The reason is "get-tough" mandatory minimum sentences for drug-related crimes. "We're putting violent criminals back on the street to make room in our cells for nonviolent drug offenders," Cole notes.
The insanity continues under Democratic and Republican presidents alike. During the Clinton era, more people were arrested for nonviolent drug offenses than in all the previous years of the war combined.
And despite his past, Bush has shown no mercy, not even for high-school kids caught smoking pot behind the bleachers. One of the silliest spectacles of his administration was federal agents raiding the backyards of cancer patients growing medical marijuana, as permitted by California law.
The recent rise in cocaine prices has prompted Bush's drug czar, John Walters, to declare a major victory. Oh? The price of cocaine fluctuates. And it was 40 percent cheaper 37 years ago.
Revulsion against the War on Drugs is starting to gain momentum. The National Conference of Mayors recently voted to end the conflict, as has the National Hispanic Caucus of State Legislators. Cole wants to embolden politicians to say what everyone knows -- that the war has been a dismal $1 trillion failure. If they do that, he said, "they're not going to lose one more vote than they gain."
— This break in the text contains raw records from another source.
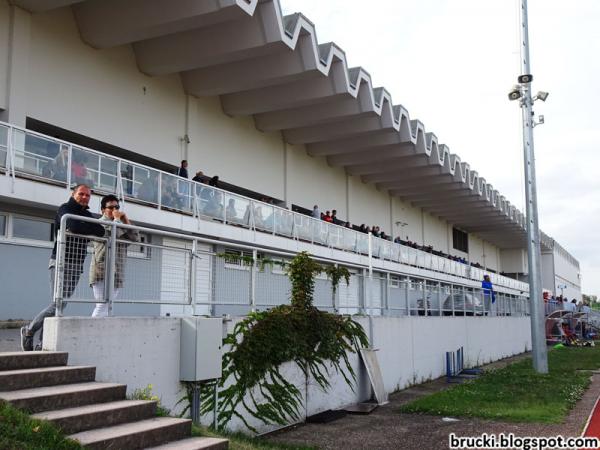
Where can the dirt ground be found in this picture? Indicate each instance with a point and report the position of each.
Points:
(385, 428)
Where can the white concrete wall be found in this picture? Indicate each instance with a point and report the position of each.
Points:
(101, 93)
(513, 260)
(368, 205)
(142, 351)
(406, 213)
(435, 232)
(233, 149)
(310, 181)
(4, 36)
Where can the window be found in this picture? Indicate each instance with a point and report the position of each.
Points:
(30, 228)
(394, 281)
(140, 249)
(460, 240)
(241, 259)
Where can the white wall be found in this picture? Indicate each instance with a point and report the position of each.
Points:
(4, 34)
(368, 205)
(139, 351)
(405, 213)
(513, 260)
(101, 93)
(310, 181)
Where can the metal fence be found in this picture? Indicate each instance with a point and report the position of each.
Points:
(192, 275)
(34, 155)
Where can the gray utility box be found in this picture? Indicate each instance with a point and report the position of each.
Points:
(201, 340)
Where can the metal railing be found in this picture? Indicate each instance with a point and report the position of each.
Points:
(173, 269)
(30, 154)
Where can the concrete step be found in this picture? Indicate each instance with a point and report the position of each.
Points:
(11, 380)
(136, 435)
(66, 396)
(30, 360)
(197, 443)
(82, 418)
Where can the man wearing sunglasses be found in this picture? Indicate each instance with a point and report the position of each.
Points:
(111, 212)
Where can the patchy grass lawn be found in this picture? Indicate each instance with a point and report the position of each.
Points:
(516, 392)
(239, 441)
(20, 432)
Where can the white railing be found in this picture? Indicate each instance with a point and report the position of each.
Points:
(30, 154)
(185, 271)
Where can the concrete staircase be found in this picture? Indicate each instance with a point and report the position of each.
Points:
(93, 413)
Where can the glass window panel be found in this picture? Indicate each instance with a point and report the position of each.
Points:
(32, 229)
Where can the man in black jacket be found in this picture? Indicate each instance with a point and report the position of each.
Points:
(75, 253)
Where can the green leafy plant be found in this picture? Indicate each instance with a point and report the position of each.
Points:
(316, 341)
(146, 393)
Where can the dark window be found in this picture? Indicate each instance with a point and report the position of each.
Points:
(460, 240)
(29, 228)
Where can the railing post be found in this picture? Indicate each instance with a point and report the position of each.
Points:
(406, 299)
(253, 280)
(110, 272)
(363, 298)
(387, 294)
(69, 162)
(192, 278)
(59, 269)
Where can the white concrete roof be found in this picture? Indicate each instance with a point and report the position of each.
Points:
(271, 67)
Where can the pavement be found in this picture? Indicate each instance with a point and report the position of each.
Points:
(10, 340)
(386, 428)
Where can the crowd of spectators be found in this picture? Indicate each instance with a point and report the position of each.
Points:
(331, 216)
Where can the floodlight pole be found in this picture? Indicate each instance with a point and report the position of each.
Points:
(534, 255)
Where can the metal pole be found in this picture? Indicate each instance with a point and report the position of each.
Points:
(534, 256)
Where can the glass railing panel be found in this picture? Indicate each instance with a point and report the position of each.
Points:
(176, 193)
(385, 249)
(320, 231)
(139, 182)
(263, 216)
(362, 243)
(34, 155)
(237, 210)
(284, 222)
(303, 227)
(334, 237)
(3, 146)
(349, 239)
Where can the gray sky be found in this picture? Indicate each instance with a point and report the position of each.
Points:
(451, 63)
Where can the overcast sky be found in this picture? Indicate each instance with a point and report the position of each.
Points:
(451, 63)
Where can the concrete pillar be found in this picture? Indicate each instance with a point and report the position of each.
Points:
(17, 67)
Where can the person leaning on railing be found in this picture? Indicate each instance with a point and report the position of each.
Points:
(75, 251)
(110, 208)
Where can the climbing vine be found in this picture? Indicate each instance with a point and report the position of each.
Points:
(316, 341)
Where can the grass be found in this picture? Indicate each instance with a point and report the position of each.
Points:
(20, 432)
(517, 393)
(239, 441)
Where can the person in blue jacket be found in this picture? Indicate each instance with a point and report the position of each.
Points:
(489, 296)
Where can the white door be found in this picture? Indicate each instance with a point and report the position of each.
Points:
(175, 278)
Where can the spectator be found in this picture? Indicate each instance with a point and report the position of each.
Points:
(230, 212)
(488, 290)
(182, 171)
(316, 213)
(75, 252)
(110, 213)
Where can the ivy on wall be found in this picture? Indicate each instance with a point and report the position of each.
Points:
(316, 341)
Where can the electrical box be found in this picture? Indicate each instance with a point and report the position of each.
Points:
(201, 341)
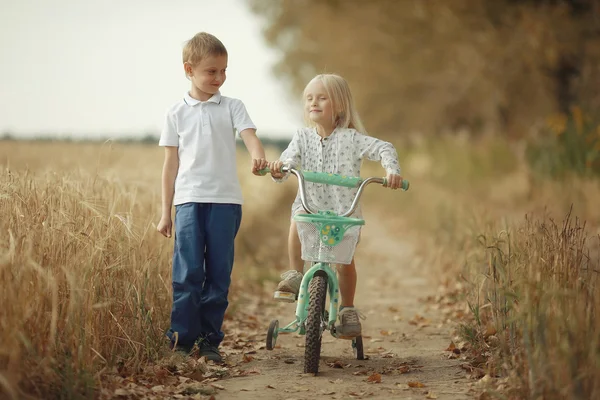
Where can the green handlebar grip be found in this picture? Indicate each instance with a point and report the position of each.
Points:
(335, 179)
(405, 184)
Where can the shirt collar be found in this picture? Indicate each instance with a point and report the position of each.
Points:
(190, 101)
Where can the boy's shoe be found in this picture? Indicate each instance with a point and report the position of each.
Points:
(209, 351)
(349, 326)
(288, 288)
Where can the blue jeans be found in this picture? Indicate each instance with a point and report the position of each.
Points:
(202, 264)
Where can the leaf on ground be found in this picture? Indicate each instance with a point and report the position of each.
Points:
(363, 372)
(404, 369)
(336, 364)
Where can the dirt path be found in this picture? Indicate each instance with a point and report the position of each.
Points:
(403, 339)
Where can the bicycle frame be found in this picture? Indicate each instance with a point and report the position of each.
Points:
(302, 306)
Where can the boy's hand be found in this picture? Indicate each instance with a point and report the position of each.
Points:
(258, 164)
(275, 167)
(165, 226)
(394, 181)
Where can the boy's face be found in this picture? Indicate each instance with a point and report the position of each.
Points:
(208, 75)
(318, 104)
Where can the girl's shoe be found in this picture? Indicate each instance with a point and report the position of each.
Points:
(349, 326)
(288, 288)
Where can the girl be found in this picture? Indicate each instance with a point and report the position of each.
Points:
(334, 141)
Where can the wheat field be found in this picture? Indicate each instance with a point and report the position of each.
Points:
(85, 277)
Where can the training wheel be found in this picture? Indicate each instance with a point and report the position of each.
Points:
(272, 334)
(357, 347)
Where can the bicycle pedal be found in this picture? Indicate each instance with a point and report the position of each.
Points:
(286, 297)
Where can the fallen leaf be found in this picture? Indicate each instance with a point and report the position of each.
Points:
(490, 330)
(336, 364)
(451, 347)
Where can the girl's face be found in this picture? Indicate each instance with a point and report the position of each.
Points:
(318, 105)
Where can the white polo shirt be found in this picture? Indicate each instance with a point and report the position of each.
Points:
(204, 132)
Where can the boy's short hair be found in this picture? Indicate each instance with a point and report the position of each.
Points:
(202, 45)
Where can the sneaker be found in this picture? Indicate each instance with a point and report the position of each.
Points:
(210, 352)
(288, 288)
(349, 326)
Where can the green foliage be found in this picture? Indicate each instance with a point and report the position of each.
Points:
(571, 144)
(433, 66)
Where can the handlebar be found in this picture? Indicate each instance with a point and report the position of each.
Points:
(332, 179)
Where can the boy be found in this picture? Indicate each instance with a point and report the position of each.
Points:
(200, 178)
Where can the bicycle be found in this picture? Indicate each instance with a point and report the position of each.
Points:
(326, 239)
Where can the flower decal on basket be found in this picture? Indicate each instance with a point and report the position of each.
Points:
(331, 234)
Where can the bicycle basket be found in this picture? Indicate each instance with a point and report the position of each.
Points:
(326, 237)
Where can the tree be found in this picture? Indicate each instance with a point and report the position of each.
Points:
(430, 66)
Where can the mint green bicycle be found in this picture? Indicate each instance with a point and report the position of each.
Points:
(326, 239)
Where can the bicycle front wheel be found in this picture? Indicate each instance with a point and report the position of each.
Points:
(315, 324)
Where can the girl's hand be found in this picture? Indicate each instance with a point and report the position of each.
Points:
(258, 164)
(275, 167)
(394, 181)
(165, 226)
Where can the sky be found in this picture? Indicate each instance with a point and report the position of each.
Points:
(111, 68)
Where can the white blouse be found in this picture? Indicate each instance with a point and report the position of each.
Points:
(340, 153)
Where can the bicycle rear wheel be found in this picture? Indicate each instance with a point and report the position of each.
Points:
(315, 323)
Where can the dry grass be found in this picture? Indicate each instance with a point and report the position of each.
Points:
(526, 251)
(85, 277)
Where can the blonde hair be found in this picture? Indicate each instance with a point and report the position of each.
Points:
(344, 109)
(202, 45)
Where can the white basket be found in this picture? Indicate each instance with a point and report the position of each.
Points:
(313, 248)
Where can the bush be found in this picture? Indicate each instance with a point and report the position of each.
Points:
(570, 144)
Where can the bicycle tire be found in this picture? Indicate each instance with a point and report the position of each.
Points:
(272, 334)
(314, 329)
(357, 347)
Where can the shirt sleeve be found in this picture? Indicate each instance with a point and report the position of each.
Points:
(168, 135)
(240, 117)
(292, 155)
(377, 150)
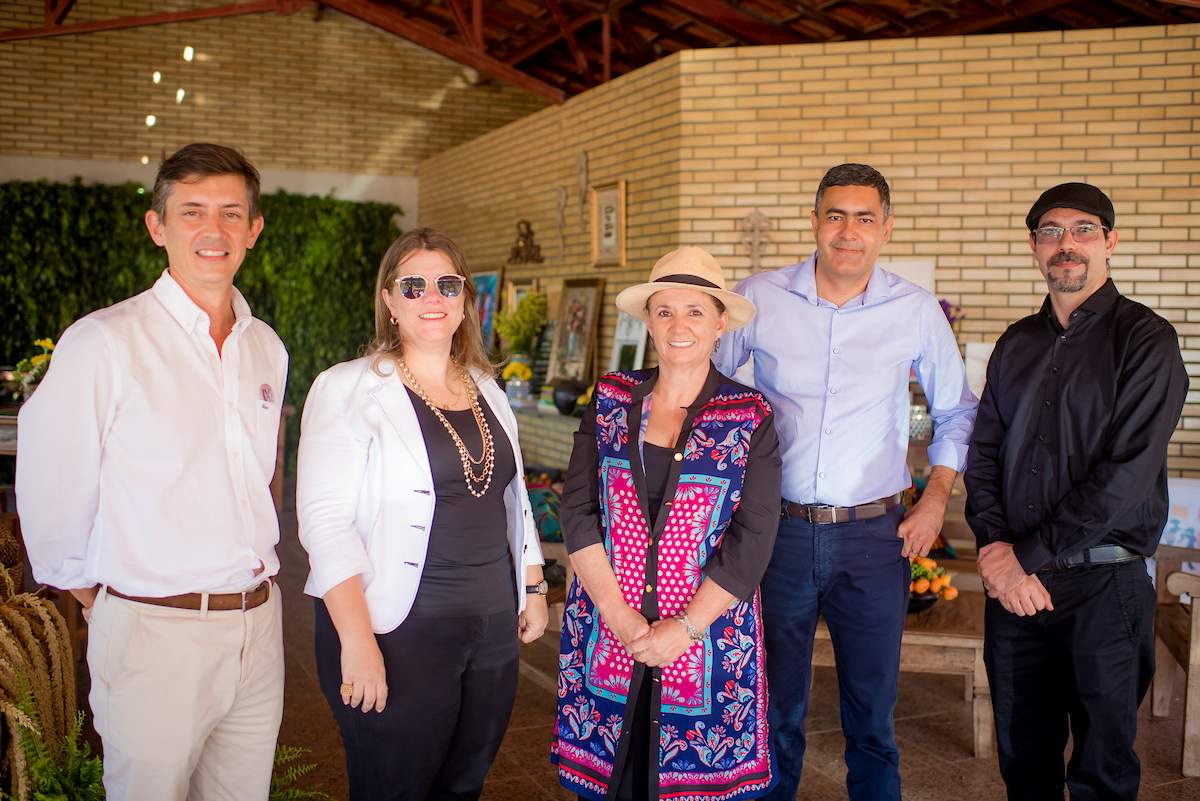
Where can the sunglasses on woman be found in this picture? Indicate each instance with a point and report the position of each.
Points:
(413, 287)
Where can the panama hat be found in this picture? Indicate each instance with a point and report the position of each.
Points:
(687, 267)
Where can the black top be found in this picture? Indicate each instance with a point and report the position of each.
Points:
(657, 464)
(468, 568)
(1069, 444)
(748, 542)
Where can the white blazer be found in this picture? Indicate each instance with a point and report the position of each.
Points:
(365, 492)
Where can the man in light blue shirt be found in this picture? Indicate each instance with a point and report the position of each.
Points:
(833, 345)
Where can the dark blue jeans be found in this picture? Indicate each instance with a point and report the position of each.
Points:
(1086, 666)
(853, 576)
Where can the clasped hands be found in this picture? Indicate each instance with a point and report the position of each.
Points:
(655, 644)
(1008, 583)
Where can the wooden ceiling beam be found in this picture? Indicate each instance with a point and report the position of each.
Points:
(809, 11)
(663, 30)
(391, 20)
(537, 46)
(977, 23)
(460, 20)
(732, 22)
(1150, 10)
(581, 60)
(143, 20)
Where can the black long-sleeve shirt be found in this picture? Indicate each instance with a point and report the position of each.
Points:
(1069, 444)
(741, 561)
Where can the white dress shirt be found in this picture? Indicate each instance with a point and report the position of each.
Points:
(365, 491)
(145, 456)
(838, 379)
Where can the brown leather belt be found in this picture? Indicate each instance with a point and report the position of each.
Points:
(822, 515)
(217, 601)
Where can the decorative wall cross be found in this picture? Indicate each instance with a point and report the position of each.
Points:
(754, 228)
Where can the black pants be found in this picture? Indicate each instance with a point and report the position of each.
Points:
(451, 682)
(1086, 664)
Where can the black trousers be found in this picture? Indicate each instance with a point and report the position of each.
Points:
(1086, 666)
(451, 682)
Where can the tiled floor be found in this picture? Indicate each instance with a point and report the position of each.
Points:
(933, 726)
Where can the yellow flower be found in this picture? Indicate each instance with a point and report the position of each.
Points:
(519, 371)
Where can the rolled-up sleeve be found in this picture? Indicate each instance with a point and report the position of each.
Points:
(744, 553)
(943, 378)
(330, 471)
(580, 511)
(60, 437)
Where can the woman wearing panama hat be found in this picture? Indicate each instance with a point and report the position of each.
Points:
(670, 512)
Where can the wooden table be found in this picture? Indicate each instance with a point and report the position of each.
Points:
(945, 639)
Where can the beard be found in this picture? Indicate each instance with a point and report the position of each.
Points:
(1066, 283)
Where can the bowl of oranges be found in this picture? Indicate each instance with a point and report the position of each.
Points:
(929, 583)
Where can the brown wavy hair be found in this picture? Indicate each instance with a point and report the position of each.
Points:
(467, 347)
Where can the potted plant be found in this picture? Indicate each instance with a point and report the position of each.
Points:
(519, 329)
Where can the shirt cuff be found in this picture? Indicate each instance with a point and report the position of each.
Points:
(1032, 554)
(945, 453)
(330, 574)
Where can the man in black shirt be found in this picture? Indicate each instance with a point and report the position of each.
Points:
(1067, 494)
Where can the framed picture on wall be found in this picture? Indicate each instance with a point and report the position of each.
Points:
(487, 299)
(607, 204)
(575, 331)
(517, 288)
(628, 344)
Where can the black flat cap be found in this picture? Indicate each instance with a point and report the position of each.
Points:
(1083, 197)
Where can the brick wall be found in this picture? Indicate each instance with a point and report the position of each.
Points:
(546, 439)
(310, 91)
(630, 128)
(967, 130)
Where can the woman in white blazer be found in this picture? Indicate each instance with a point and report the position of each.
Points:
(424, 555)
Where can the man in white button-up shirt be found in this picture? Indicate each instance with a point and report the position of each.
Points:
(143, 488)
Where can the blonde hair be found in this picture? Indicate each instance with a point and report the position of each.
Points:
(467, 347)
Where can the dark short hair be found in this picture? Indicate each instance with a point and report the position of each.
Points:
(857, 175)
(202, 160)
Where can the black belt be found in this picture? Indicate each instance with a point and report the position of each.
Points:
(1097, 555)
(823, 515)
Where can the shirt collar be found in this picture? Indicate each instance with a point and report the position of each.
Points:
(1098, 302)
(706, 392)
(804, 283)
(185, 311)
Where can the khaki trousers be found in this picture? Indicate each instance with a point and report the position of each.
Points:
(187, 702)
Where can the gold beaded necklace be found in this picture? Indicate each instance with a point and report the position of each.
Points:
(487, 458)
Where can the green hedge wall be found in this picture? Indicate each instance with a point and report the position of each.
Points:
(70, 248)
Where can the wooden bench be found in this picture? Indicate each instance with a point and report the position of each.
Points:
(945, 639)
(1177, 640)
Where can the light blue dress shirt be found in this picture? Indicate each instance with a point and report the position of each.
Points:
(838, 379)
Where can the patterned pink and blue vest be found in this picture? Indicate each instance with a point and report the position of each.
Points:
(711, 703)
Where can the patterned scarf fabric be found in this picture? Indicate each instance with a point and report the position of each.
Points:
(712, 720)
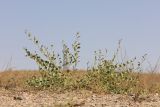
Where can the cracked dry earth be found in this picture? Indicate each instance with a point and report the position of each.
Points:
(73, 99)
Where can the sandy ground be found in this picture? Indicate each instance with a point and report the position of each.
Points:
(73, 99)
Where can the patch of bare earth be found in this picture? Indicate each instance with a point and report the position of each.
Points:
(73, 99)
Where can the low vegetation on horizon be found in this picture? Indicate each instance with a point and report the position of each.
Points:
(58, 72)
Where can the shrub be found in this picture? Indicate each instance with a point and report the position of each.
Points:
(51, 64)
(107, 75)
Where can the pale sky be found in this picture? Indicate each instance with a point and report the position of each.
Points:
(101, 24)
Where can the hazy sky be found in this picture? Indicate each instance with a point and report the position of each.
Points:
(101, 24)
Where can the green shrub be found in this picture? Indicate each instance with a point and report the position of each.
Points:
(51, 64)
(107, 75)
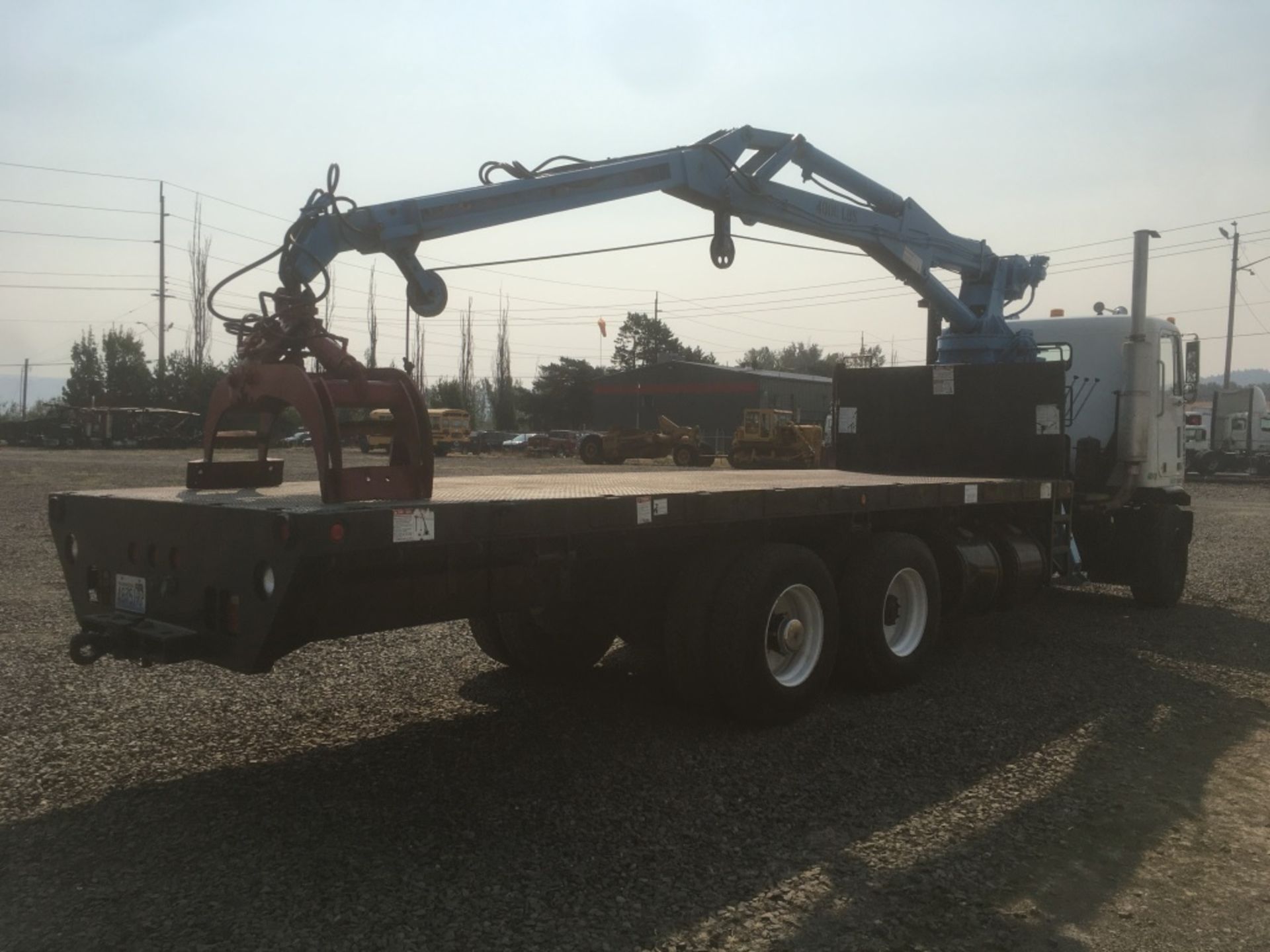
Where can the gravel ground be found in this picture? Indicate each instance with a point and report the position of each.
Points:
(1078, 775)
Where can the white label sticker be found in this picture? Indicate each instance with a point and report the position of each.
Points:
(414, 526)
(941, 381)
(1047, 418)
(643, 509)
(130, 593)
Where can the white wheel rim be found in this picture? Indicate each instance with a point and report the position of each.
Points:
(905, 611)
(794, 636)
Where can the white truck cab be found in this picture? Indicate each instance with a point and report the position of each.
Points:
(1097, 377)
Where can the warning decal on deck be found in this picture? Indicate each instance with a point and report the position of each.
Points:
(643, 509)
(941, 381)
(1048, 419)
(414, 526)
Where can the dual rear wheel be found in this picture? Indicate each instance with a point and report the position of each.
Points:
(760, 633)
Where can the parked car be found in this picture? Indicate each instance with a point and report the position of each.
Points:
(487, 441)
(520, 444)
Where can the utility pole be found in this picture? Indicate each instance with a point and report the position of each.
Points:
(1230, 319)
(163, 284)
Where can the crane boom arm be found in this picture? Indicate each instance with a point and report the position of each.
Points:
(730, 175)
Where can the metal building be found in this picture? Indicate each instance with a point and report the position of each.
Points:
(706, 397)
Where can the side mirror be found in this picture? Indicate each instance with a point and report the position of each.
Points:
(1191, 387)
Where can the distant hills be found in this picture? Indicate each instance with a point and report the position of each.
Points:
(37, 389)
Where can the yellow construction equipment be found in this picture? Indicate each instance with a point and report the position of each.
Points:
(619, 444)
(773, 440)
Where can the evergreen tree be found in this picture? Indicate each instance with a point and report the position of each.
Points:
(128, 381)
(87, 382)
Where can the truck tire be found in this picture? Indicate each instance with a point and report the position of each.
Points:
(556, 644)
(1161, 559)
(592, 451)
(687, 627)
(489, 639)
(890, 611)
(775, 634)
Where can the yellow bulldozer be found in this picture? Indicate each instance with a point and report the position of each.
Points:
(669, 440)
(773, 440)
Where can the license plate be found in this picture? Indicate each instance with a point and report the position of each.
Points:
(130, 593)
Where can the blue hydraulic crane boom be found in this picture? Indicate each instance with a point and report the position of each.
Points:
(730, 175)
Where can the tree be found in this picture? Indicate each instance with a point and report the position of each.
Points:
(865, 357)
(642, 339)
(446, 394)
(563, 395)
(466, 366)
(794, 358)
(200, 249)
(87, 382)
(187, 383)
(328, 303)
(128, 381)
(502, 391)
(698, 356)
(372, 321)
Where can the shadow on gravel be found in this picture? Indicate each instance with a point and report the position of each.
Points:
(1000, 804)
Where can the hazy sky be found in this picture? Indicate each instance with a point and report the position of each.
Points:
(1037, 127)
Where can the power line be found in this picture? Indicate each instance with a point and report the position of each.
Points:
(1162, 231)
(573, 254)
(66, 287)
(78, 274)
(87, 238)
(77, 172)
(1250, 310)
(80, 207)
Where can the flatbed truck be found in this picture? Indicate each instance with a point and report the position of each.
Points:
(963, 485)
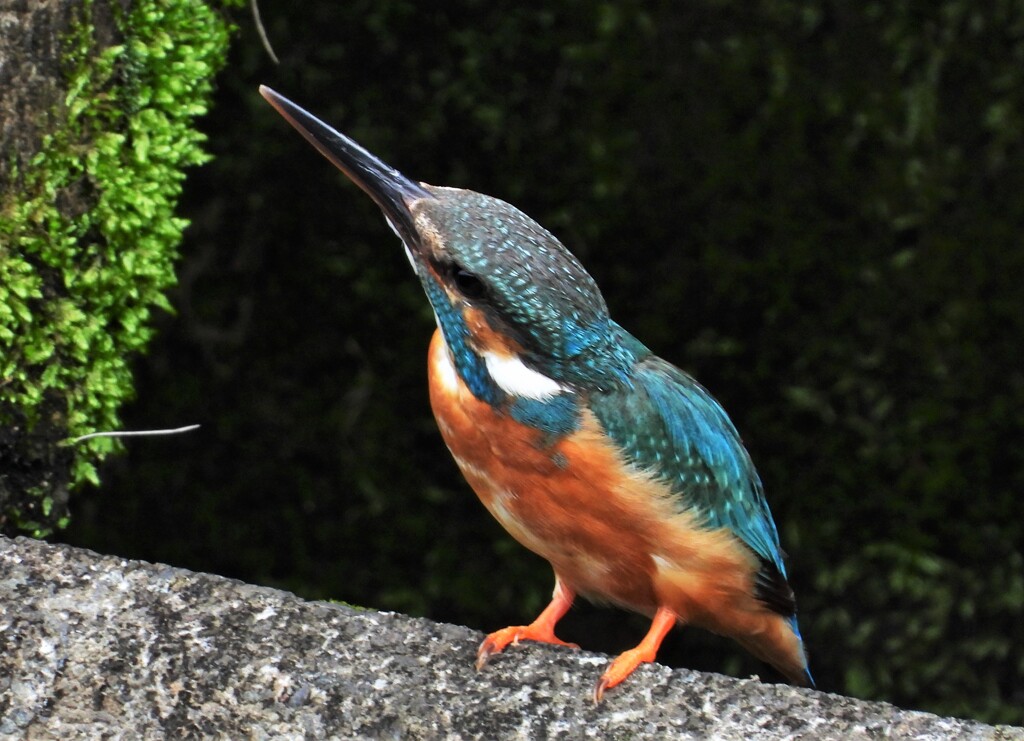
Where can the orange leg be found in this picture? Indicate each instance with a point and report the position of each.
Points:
(542, 629)
(626, 662)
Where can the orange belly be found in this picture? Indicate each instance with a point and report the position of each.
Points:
(611, 532)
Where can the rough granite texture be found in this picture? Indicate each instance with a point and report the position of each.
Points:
(98, 647)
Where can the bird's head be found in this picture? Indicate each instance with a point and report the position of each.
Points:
(512, 302)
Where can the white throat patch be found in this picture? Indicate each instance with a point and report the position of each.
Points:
(515, 379)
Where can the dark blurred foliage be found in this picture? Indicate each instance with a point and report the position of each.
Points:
(814, 207)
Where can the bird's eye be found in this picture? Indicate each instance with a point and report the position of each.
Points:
(467, 284)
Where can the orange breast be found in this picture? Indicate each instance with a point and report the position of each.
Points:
(611, 532)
Here's a guaranteed way for one of the leading presidential contenders to rise above the pack: Promise a pullback from the War on Drugs.
Because of his own drug use and vow to apply fresh thinking to old problems, Obama would be the perfect candidate for such a move. He could transform his story to a demand for decency: If having tried cocaine doesn't disqualify him for the presidency, it shouldn't be allowed to wreck the dreams of other Americans, either.